Interruption Handling

Overview

The Voice Agent SDK provides robust interruption handling to support natural conversational flow. Users can interrupt the agent at any time (“barge-in”), and the agent immediately cancels in-flight work to save tokens and reduce latency.

Interruption Types

The SDK supports two levels of interruption:

1. Speech-Only Interruption

Cancels ongoing speech generation and playback, but allows the LLM stream to continue.

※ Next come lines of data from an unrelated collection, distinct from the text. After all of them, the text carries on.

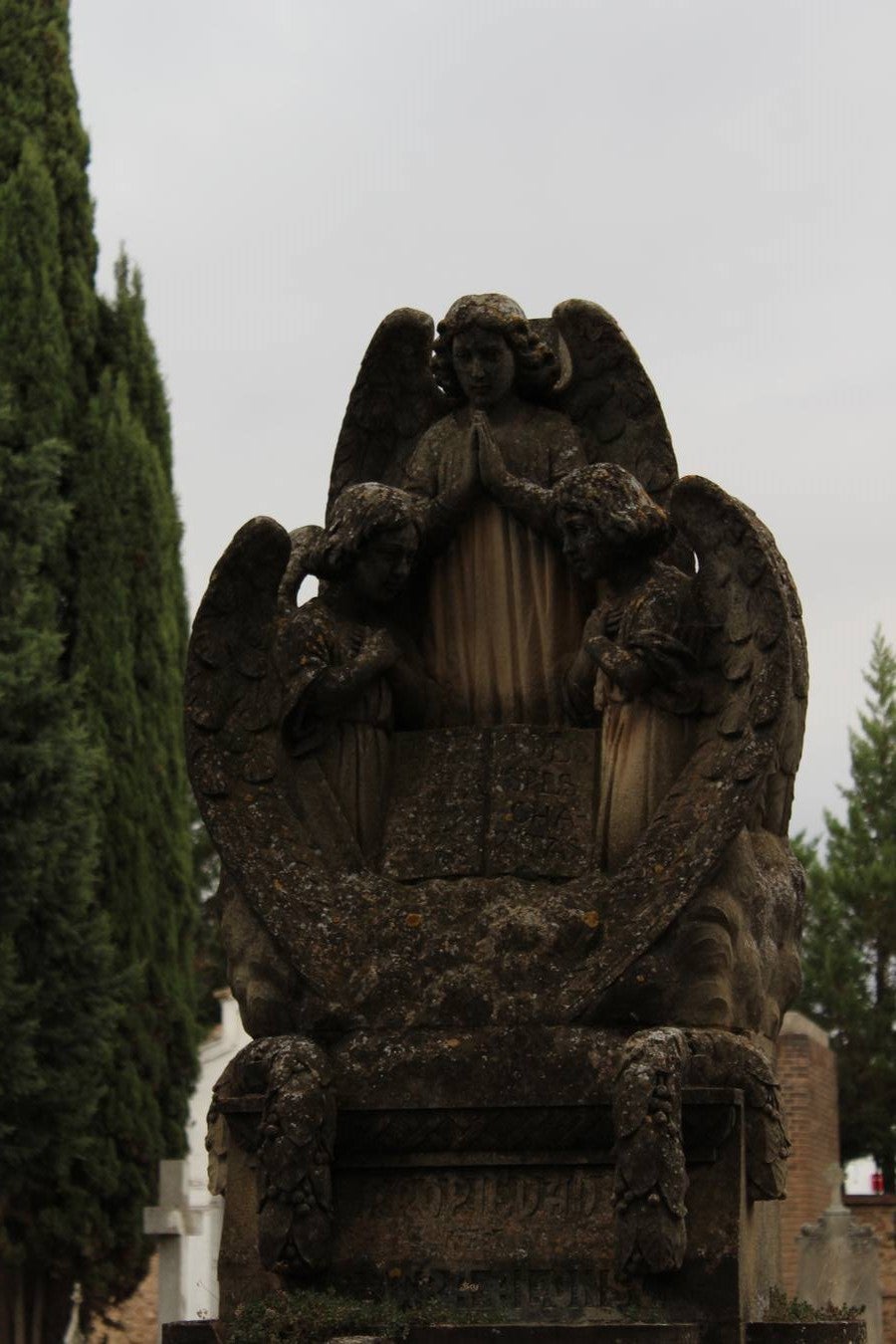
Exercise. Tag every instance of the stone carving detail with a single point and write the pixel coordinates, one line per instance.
(277, 1099)
(526, 761)
(650, 1164)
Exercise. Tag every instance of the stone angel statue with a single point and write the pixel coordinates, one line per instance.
(503, 611)
(514, 786)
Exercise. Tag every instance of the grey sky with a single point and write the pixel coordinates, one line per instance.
(716, 173)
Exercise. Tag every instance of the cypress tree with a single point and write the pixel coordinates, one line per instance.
(93, 563)
(849, 959)
(58, 992)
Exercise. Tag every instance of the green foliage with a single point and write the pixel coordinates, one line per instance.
(127, 645)
(58, 990)
(308, 1316)
(99, 899)
(849, 959)
(792, 1309)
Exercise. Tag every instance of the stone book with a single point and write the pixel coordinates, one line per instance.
(516, 799)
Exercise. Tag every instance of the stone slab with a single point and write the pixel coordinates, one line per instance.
(506, 801)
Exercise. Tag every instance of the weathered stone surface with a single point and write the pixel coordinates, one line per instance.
(503, 820)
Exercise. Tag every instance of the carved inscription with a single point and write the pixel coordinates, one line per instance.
(495, 1197)
(435, 818)
(519, 1290)
(541, 801)
(516, 799)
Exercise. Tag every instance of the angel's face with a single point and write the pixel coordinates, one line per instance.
(583, 548)
(384, 563)
(484, 364)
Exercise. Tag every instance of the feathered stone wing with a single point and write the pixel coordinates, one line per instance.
(272, 839)
(610, 398)
(392, 402)
(753, 703)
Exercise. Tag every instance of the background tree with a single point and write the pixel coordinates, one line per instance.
(849, 952)
(97, 867)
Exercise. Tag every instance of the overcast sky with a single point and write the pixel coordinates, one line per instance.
(718, 173)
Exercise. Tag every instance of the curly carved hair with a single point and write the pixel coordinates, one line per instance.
(360, 514)
(623, 514)
(538, 369)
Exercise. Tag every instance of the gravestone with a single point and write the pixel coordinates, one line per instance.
(507, 893)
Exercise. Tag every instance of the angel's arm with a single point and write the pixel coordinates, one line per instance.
(527, 500)
(336, 688)
(581, 675)
(418, 698)
(652, 652)
(316, 686)
(445, 476)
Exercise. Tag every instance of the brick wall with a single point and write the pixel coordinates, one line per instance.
(879, 1212)
(807, 1074)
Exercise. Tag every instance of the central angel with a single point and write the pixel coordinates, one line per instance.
(504, 611)
(501, 611)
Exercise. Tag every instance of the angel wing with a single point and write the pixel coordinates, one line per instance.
(754, 687)
(610, 398)
(235, 759)
(304, 545)
(392, 402)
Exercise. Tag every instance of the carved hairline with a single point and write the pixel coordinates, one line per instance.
(380, 508)
(595, 490)
(534, 359)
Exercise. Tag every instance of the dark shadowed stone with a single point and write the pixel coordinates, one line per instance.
(507, 897)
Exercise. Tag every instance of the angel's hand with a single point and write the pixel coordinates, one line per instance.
(379, 651)
(492, 468)
(595, 641)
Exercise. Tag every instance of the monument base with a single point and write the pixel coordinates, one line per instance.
(625, 1332)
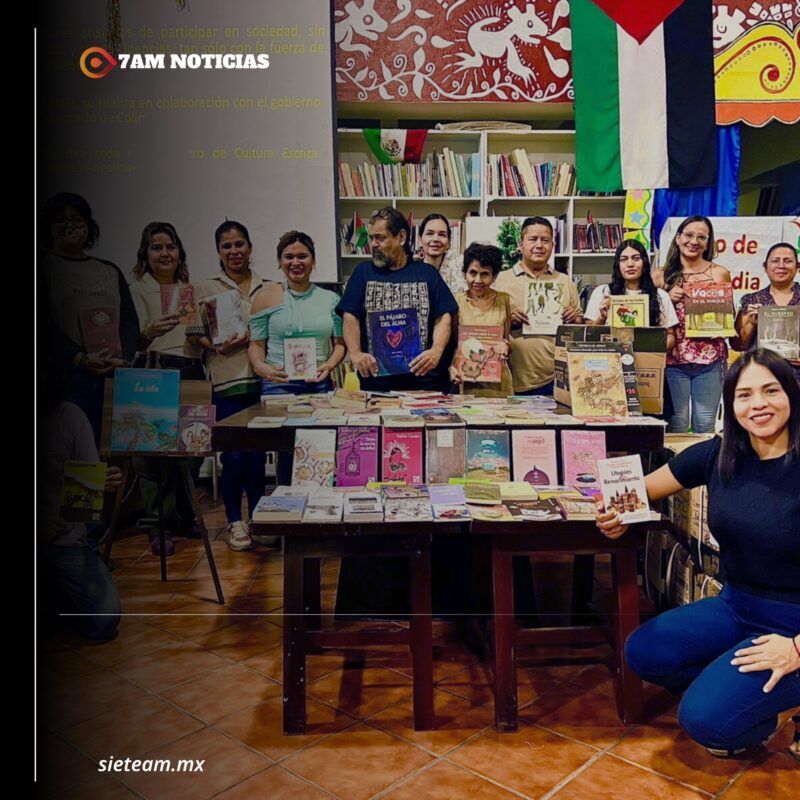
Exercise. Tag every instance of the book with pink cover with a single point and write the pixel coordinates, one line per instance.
(356, 456)
(534, 456)
(580, 452)
(402, 455)
(100, 329)
(478, 352)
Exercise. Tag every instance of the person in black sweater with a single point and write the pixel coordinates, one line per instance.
(719, 649)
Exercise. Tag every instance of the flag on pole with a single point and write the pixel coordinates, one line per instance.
(396, 146)
(644, 94)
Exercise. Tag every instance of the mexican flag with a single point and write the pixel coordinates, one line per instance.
(396, 146)
(643, 75)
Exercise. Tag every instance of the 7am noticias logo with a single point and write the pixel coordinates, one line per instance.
(97, 62)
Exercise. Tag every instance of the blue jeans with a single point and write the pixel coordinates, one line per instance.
(242, 471)
(691, 648)
(703, 384)
(78, 582)
(283, 469)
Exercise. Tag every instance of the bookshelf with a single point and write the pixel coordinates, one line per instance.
(540, 146)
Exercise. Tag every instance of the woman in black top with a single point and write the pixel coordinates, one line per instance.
(719, 648)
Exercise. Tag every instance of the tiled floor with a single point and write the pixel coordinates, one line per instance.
(187, 678)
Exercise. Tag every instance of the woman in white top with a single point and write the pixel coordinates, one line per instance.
(631, 275)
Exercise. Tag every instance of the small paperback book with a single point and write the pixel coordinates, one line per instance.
(314, 457)
(622, 482)
(488, 455)
(82, 491)
(534, 454)
(544, 305)
(300, 358)
(145, 410)
(479, 348)
(629, 310)
(394, 339)
(779, 330)
(356, 456)
(402, 456)
(445, 454)
(177, 299)
(194, 428)
(224, 315)
(580, 452)
(448, 503)
(280, 508)
(708, 309)
(100, 330)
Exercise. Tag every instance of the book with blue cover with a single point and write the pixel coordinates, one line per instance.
(395, 340)
(145, 410)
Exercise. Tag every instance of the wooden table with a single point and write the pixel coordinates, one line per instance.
(304, 545)
(574, 537)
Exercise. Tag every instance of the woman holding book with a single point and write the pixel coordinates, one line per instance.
(224, 304)
(783, 291)
(434, 239)
(695, 365)
(630, 274)
(483, 306)
(737, 656)
(295, 333)
(161, 277)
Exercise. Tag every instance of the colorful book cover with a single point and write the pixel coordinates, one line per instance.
(145, 410)
(225, 316)
(82, 491)
(708, 310)
(100, 330)
(779, 330)
(394, 338)
(177, 299)
(300, 358)
(622, 484)
(402, 455)
(629, 311)
(580, 452)
(534, 454)
(479, 348)
(544, 305)
(488, 456)
(596, 380)
(357, 456)
(314, 457)
(194, 428)
(445, 454)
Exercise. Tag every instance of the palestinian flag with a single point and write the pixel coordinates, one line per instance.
(643, 75)
(396, 146)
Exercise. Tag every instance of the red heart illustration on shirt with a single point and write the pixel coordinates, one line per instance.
(394, 338)
(637, 18)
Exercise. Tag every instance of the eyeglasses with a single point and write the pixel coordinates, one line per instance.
(700, 238)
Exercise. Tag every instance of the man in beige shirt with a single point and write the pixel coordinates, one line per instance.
(532, 357)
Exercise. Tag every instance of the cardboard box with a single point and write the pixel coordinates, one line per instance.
(650, 359)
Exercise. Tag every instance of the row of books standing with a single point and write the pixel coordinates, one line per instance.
(445, 174)
(514, 175)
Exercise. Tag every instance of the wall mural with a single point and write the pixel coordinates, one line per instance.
(453, 50)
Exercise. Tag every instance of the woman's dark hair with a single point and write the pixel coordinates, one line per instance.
(142, 262)
(292, 237)
(55, 205)
(432, 217)
(487, 255)
(735, 439)
(780, 246)
(672, 263)
(226, 227)
(646, 285)
(395, 221)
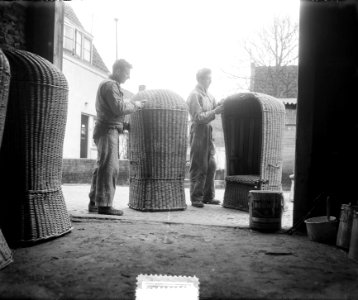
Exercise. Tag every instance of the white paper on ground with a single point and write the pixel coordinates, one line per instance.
(150, 287)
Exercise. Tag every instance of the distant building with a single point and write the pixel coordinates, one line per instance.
(84, 70)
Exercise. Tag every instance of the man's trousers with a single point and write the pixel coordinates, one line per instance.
(105, 175)
(202, 163)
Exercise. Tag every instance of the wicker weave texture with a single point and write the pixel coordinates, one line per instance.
(5, 253)
(269, 158)
(32, 150)
(4, 90)
(157, 149)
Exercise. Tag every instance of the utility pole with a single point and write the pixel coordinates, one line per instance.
(116, 20)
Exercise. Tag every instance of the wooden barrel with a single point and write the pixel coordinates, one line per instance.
(345, 226)
(353, 245)
(265, 208)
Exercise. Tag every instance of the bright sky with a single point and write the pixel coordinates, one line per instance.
(167, 41)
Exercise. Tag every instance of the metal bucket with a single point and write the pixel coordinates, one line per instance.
(321, 229)
(265, 208)
(353, 245)
(5, 252)
(345, 226)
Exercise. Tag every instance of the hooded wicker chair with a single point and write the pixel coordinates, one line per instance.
(31, 152)
(5, 252)
(253, 130)
(4, 90)
(157, 152)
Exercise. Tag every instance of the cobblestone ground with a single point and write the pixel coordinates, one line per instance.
(76, 197)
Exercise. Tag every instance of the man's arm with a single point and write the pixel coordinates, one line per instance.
(114, 99)
(196, 111)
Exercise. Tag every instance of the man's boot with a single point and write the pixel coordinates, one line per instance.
(212, 201)
(92, 207)
(108, 210)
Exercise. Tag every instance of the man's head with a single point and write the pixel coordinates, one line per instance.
(121, 70)
(203, 76)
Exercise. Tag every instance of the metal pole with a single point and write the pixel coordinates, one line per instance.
(116, 20)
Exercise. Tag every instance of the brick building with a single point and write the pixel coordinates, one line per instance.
(84, 70)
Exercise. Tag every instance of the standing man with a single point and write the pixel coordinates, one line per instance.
(202, 109)
(111, 109)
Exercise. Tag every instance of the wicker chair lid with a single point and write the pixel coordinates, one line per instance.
(267, 102)
(29, 67)
(161, 99)
(4, 64)
(248, 179)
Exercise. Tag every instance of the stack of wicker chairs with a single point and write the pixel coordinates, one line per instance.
(157, 149)
(253, 126)
(5, 252)
(31, 152)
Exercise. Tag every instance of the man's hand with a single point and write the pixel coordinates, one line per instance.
(140, 103)
(219, 109)
(221, 102)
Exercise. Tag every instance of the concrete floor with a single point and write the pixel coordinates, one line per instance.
(77, 201)
(101, 258)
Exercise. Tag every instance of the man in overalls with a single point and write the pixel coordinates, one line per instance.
(111, 109)
(202, 109)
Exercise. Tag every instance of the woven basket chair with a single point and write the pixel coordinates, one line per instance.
(253, 130)
(31, 153)
(157, 152)
(5, 253)
(4, 90)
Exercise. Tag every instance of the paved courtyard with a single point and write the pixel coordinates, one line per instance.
(76, 197)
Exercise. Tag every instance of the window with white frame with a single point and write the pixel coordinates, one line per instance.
(69, 37)
(87, 47)
(78, 43)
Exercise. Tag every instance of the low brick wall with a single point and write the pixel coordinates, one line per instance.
(80, 171)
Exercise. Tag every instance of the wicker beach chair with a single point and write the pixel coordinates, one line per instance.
(5, 253)
(157, 152)
(4, 90)
(31, 152)
(253, 130)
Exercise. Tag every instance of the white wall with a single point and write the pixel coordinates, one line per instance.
(83, 83)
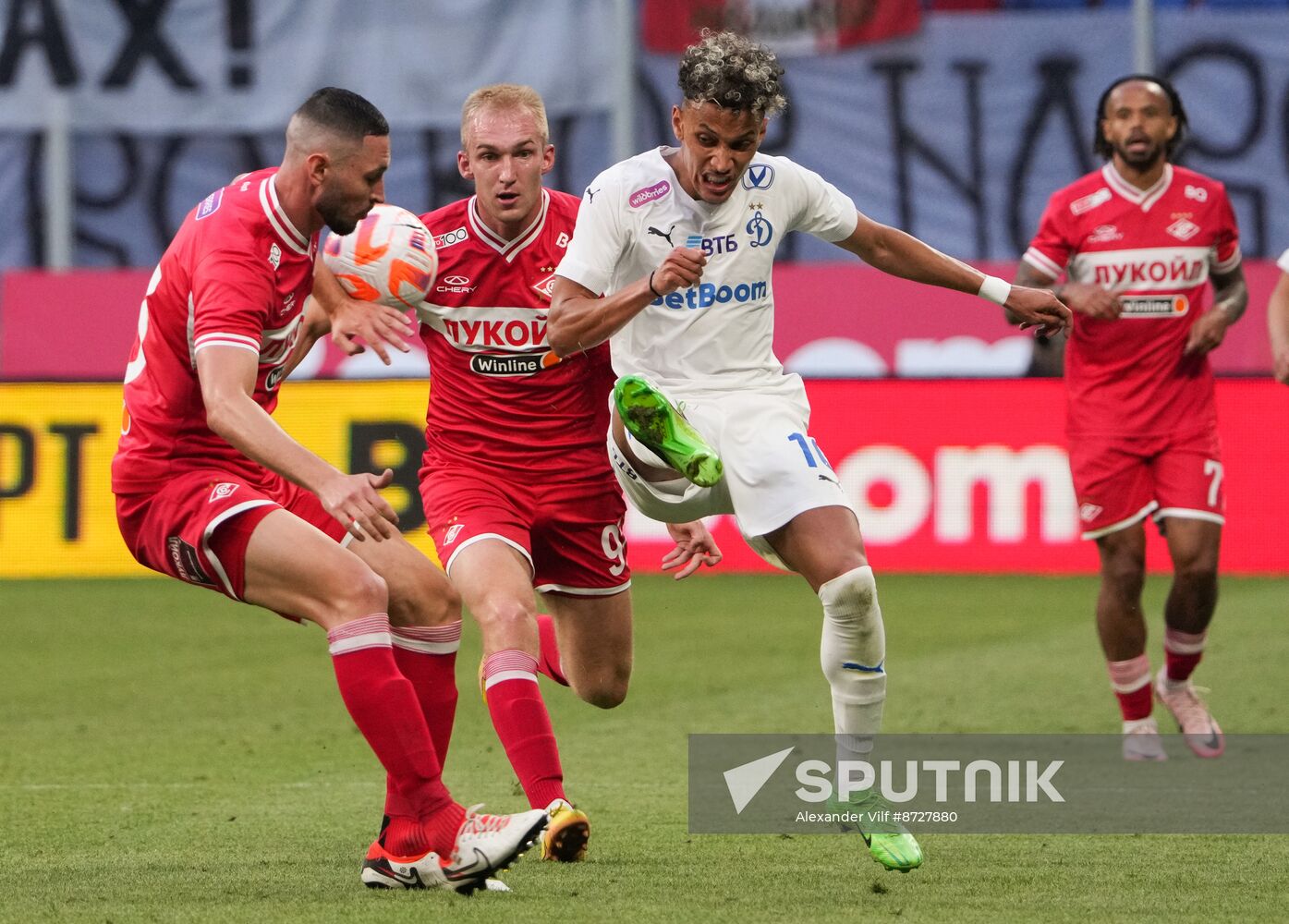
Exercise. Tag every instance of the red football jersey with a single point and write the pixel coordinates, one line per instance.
(235, 274)
(1155, 248)
(498, 394)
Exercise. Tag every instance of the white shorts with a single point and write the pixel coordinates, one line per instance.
(772, 468)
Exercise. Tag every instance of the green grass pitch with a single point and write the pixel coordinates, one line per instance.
(168, 755)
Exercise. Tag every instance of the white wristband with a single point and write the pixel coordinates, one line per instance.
(995, 290)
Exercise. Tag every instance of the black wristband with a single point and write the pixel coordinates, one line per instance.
(656, 293)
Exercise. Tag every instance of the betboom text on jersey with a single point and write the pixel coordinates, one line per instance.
(707, 294)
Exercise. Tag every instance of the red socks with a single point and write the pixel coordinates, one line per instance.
(522, 724)
(1182, 651)
(1131, 682)
(427, 656)
(385, 711)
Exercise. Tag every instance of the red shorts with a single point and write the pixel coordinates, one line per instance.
(571, 534)
(196, 525)
(1120, 480)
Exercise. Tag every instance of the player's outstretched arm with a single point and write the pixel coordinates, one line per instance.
(227, 376)
(694, 547)
(1230, 299)
(901, 254)
(580, 320)
(378, 325)
(1086, 299)
(1278, 320)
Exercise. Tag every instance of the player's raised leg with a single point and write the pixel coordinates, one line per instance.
(294, 568)
(651, 420)
(495, 581)
(1122, 630)
(426, 632)
(826, 548)
(1194, 547)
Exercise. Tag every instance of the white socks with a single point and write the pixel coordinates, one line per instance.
(852, 655)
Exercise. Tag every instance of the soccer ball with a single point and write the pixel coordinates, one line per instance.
(389, 258)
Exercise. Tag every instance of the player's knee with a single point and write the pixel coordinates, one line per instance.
(1199, 568)
(1125, 572)
(505, 614)
(351, 593)
(426, 598)
(604, 691)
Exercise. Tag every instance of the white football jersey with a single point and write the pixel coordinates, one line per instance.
(718, 334)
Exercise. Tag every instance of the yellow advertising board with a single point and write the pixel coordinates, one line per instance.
(57, 513)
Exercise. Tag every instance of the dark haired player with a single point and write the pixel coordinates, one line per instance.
(681, 242)
(212, 492)
(1138, 242)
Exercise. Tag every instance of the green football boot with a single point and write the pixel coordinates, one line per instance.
(659, 424)
(888, 842)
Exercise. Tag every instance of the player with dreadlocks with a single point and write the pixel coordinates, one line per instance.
(681, 240)
(1138, 242)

agent.interruptSpeech('user_speaking');

When to use:

User starts speaking while agent is playing audio
You want to stop audio but let the LLM finish generating text (e.g., for display purposes)

What happens:

Aborts current TTS generation
Clears pending TTS chunks from the queue
Emits speech_interrupted event
LLM stream continues running

2. Full Interruption (Barge-In)

Cancels both the LLM stream and speech generation.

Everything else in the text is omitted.